Proton VPN executives and engineers tirelessly work to outmaneuver internet firewalls in Russia, Venezuela and China in a digital war for a free and open internet.

As the official campaigning period in Venezuela’s presidential election began earlier this summer, one by one, news websites started to go offline. First, two fact-checking websites, Cazadores de Fake News and Es Paja, went dark for Venezuelan users. Within a week, a handful of other fact-checking and civil society sites were blocked. As election day approached, the blocks snowballed, with more than 70 media outlets and NGO sites—and even Wikipedia—inaccessible by the end of the month. Under the cover of that censorship, the government of Nicolás Maduro planned to steal the election.

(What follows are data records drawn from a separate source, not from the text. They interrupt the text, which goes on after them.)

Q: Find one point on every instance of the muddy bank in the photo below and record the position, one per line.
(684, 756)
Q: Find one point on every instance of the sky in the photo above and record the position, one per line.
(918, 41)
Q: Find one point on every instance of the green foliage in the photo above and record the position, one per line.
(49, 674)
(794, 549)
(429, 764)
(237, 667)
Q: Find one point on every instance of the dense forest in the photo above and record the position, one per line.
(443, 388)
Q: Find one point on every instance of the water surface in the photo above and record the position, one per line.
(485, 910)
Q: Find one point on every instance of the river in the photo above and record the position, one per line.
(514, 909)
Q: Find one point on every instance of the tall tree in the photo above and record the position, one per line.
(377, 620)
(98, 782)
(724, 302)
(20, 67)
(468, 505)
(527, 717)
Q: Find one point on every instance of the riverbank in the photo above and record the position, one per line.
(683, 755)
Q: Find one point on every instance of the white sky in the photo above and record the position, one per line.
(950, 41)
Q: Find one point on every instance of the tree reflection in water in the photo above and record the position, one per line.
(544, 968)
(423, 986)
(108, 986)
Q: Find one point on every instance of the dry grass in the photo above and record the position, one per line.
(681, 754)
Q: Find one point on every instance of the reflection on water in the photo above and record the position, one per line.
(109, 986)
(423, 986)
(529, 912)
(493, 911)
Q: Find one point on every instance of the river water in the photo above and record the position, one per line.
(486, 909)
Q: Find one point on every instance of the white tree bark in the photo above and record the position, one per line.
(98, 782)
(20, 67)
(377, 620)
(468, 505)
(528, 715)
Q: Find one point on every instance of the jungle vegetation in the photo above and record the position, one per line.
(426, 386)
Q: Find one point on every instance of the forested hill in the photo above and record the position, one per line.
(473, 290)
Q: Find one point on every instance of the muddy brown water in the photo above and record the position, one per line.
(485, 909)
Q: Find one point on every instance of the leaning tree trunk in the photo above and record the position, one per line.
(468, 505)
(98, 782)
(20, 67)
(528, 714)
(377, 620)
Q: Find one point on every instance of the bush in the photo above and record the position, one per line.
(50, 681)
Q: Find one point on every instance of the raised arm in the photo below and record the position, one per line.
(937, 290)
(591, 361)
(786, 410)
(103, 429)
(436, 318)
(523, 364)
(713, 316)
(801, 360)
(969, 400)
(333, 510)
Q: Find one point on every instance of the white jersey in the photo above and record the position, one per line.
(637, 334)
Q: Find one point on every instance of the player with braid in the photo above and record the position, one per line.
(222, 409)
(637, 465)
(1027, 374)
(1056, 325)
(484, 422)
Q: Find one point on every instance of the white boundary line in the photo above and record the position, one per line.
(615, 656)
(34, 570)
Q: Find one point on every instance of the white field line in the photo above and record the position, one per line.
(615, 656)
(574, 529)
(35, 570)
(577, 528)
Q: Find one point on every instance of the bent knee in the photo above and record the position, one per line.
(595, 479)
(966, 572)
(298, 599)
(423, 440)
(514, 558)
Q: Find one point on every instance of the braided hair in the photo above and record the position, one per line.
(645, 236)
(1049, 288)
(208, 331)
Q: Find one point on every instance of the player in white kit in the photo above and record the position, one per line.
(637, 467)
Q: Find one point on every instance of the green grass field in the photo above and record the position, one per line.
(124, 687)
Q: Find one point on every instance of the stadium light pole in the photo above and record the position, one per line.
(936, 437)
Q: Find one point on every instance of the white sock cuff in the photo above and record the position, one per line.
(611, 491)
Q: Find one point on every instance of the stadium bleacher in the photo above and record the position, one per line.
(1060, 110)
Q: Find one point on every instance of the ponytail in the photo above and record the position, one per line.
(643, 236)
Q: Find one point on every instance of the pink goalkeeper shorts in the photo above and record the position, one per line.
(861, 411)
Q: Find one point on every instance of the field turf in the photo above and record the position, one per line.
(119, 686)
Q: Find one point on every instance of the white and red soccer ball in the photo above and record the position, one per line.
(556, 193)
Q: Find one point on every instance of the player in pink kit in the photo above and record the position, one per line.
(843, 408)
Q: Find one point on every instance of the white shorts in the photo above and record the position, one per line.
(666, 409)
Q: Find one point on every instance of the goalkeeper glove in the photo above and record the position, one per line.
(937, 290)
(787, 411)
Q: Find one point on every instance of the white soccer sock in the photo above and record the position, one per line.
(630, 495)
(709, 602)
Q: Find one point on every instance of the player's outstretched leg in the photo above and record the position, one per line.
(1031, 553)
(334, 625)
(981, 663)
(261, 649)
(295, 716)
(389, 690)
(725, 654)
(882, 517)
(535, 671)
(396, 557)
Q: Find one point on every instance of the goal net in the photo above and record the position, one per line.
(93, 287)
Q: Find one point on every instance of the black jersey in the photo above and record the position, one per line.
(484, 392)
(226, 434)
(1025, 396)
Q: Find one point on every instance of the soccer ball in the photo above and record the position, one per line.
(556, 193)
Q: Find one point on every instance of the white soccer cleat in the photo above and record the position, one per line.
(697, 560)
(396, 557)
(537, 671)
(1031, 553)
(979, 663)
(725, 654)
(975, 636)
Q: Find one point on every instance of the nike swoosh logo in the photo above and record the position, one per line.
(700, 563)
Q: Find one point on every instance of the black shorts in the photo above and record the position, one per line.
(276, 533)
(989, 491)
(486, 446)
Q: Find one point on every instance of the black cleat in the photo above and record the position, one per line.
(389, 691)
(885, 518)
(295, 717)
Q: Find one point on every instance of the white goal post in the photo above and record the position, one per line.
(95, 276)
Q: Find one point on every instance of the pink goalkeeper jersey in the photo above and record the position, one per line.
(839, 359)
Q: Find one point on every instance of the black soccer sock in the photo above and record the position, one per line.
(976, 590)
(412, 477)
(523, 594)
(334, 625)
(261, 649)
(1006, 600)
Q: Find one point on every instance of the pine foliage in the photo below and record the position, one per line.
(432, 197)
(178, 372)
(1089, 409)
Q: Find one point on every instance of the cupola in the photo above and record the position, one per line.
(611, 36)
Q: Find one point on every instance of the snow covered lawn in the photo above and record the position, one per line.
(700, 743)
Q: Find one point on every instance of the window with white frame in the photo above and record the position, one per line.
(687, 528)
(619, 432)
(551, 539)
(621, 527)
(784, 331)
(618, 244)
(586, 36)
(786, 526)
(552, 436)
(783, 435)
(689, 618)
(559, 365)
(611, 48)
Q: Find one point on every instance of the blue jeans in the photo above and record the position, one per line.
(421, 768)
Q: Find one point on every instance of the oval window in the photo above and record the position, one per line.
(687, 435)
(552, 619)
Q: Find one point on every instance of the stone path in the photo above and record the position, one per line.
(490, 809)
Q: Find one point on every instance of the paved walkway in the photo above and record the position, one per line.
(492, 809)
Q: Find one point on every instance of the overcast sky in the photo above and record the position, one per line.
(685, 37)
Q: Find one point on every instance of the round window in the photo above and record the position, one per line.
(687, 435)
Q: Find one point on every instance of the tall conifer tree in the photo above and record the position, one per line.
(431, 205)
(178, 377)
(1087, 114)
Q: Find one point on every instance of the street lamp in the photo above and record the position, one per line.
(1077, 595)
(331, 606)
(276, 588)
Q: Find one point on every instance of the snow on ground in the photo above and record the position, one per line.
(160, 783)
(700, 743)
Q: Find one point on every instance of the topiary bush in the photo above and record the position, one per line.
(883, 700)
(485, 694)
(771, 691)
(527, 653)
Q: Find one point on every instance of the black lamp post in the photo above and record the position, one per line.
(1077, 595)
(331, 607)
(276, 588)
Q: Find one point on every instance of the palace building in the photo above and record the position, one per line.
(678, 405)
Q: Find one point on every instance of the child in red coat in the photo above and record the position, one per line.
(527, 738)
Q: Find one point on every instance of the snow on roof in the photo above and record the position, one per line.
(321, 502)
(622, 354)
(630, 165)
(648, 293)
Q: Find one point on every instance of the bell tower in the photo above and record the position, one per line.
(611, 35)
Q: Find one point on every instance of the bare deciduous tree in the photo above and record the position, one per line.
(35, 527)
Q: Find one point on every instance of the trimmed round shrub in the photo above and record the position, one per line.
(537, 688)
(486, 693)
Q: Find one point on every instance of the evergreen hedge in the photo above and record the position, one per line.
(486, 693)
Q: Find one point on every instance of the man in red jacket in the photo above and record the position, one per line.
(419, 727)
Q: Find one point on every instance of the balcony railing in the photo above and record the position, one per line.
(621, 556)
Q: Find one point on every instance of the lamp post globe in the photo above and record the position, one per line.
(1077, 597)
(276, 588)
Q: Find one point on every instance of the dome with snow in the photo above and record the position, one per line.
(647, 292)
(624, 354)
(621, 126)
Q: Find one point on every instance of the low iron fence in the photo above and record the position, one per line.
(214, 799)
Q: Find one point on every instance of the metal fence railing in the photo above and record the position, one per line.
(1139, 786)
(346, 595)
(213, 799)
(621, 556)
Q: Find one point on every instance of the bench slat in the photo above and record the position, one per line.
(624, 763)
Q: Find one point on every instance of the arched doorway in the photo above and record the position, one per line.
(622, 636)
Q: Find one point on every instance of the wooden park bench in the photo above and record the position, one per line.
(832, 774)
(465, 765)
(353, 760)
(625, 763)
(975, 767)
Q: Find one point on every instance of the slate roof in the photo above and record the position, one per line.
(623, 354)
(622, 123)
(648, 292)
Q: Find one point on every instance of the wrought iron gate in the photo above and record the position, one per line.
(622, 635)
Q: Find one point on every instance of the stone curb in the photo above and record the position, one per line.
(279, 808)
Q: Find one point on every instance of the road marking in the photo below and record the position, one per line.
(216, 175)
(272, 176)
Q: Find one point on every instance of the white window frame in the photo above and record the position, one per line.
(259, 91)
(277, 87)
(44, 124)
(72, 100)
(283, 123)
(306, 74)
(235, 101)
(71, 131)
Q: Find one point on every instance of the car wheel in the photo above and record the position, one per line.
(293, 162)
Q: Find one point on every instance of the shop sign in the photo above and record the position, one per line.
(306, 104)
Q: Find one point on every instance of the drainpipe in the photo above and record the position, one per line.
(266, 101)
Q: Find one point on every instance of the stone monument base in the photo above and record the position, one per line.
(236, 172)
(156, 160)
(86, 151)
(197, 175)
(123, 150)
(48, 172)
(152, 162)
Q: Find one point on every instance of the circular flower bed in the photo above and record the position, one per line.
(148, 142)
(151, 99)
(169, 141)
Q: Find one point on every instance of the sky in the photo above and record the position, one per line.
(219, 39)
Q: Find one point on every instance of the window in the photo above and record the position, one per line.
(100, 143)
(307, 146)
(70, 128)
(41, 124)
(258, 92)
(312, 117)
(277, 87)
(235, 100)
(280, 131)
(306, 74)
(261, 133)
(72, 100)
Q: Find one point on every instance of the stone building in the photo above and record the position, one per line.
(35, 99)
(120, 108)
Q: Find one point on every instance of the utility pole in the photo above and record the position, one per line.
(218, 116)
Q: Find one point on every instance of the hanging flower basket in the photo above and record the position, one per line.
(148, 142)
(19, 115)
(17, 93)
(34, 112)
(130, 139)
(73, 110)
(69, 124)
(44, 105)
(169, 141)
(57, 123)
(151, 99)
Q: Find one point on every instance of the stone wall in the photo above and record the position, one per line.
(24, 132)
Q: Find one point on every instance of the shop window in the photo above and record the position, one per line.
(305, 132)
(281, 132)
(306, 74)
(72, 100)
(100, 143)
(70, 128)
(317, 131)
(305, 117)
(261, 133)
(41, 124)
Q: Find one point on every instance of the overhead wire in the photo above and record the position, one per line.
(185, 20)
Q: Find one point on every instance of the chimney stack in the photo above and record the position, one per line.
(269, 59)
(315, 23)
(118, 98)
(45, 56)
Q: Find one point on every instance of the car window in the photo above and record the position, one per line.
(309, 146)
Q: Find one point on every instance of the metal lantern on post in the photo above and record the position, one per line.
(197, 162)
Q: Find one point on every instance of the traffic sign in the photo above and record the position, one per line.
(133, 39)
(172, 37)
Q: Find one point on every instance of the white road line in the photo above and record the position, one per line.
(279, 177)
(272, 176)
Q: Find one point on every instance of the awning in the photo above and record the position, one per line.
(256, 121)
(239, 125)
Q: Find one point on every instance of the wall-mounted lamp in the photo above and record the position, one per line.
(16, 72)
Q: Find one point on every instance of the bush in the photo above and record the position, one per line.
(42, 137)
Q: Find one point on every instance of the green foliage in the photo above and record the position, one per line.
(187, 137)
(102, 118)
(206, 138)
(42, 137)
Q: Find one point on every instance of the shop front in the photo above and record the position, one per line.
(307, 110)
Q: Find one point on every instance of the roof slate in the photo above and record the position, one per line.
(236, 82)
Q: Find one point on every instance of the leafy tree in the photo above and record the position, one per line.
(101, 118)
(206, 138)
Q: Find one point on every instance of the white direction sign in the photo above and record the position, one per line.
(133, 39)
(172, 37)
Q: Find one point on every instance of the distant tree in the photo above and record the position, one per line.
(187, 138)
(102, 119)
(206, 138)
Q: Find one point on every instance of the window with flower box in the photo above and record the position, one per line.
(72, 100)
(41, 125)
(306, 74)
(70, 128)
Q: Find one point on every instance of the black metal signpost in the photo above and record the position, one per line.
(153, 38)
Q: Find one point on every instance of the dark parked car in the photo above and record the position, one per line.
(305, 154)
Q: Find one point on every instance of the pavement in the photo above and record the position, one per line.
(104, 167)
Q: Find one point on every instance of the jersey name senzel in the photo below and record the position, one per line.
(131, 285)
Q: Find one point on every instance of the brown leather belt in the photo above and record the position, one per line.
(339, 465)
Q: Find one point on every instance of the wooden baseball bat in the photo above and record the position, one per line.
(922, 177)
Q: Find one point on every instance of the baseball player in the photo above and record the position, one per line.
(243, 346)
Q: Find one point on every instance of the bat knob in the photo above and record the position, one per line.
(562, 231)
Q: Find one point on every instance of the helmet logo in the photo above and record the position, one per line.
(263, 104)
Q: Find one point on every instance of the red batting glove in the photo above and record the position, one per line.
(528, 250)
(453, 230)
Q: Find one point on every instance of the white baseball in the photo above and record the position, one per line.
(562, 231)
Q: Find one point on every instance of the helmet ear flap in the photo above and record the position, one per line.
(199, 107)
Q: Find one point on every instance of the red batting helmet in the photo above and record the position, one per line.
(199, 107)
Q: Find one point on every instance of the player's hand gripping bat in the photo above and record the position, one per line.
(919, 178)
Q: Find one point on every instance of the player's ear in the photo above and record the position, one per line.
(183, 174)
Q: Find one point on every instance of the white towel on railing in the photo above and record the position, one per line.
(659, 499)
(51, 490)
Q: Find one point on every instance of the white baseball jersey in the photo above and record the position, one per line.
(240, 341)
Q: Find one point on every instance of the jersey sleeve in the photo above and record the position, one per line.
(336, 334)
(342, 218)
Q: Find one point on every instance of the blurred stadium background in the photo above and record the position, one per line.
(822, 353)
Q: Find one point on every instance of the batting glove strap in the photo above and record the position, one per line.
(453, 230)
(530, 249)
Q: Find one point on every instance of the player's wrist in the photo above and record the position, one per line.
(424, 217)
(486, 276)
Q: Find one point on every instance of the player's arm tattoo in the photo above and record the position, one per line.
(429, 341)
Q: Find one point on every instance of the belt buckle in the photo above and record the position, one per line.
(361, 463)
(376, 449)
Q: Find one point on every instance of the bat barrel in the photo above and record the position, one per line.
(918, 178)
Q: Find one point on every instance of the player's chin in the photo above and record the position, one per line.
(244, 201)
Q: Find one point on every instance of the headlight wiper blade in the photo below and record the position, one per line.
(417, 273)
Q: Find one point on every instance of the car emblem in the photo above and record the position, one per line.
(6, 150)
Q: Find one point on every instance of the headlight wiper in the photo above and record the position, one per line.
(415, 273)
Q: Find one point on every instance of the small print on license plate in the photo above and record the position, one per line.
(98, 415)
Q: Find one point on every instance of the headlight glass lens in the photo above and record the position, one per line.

To evade the blocks, thousands of Venezuelans downloaded virtual private networks, services that allow users to bypass geo-restrictions and anonymize their internet use. Downloads of the most popular of these—Proton VPN, made by the Swiss-based secure communications company Proton—spiked 4,000% in the run-up to the vote. The company’s app surged to the top of the download charts in the Apple App Store and Google Play Store, partly because Venezuelan activists and NGOs had endorsed it, partly because it was offering free access to Venezuelans, and partly because the government’s false claims that the app was a scam designed to farm user data had Streisanded the app into notoriety.